Autor
URL do Artigo
DOI
Resumo
INTRODUÇÃO
Ao iniciar os estudos sobre as mudanças na educação brasileira, a BNCC tem pautado novas prioridades pedagógicas, dentre elas, conhecer a si mesmo.
Assim como o desenvolvimento cognitivo, o saber lidar com as dificuldades internas e externas deverão ser aprendizagens essenciais no cotidiano escolar. O estudo desse tema objetiva esclarecer como essas competências serão trabalhadas em sala, como será a aceitação e os possíveis resultados alcançados.
A metodologia aplicada no decorrer do estudo será através de leituras, fundamentação teórica em documentos oficiais e análise do que já foi publicado a cerca desse assunto.
A BNCC é um documento que nasceu para regular a Educação Básica do Brasil, tem como intuito determinar aprendizagens, desenvolvimentos e habilidades. Cita quais as diretrizes que as instituições educacionais do país devam considerar para pautar um currículo unificado para toda a Educação Básica: Educação Infantil, Ensino Fundamental e Ensino Médio.

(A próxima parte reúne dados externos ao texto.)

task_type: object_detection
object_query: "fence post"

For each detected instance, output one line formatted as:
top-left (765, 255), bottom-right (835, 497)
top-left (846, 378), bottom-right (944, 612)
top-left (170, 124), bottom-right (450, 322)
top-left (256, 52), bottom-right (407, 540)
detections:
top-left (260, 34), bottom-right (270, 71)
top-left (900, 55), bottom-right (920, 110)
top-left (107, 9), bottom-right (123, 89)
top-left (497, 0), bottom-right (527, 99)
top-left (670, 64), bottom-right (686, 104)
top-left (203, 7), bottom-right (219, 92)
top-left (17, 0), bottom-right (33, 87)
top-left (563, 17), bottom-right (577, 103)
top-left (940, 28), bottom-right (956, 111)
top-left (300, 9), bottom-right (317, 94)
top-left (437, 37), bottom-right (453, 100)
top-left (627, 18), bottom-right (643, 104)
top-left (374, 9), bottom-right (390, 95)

Assim sendo, a BNCC objetiva que os jovens devam se desenvolver emocionalmente e de forma integral na sua essência como pessoas. Para que os objetivos sejam alcançados, os coordenadores pedagógicos e educadores deverão embasar o planejamento anual e planos diários contemplado nas competências socioemocionais da BNCC.
DESENVOLVIMENTO
A BNCC pauta-se nas aptidões socioemocionais sugeridas e trabalhadas pela Casel (Collaborative for Academic). A Casel é uma instituição sem fins lucrativos, norte americana, localizada em Chicago, que objetiva desenvolver as habilidades socioemocionais dos educandos da Educação Básica.
A Casel aponta 5 competências socioemocionais a serem trabalhadas com crianças e jovens que integram a Educação Básica. Destacaremos em seguida: Autoconsciência – Busca fazer com que os educandos se conheçam profundamente, identificando seus pontos fortes e suas limitações, e que busquem sempre manter uma visão positivista focada para o crescimento pessoal e intelectual.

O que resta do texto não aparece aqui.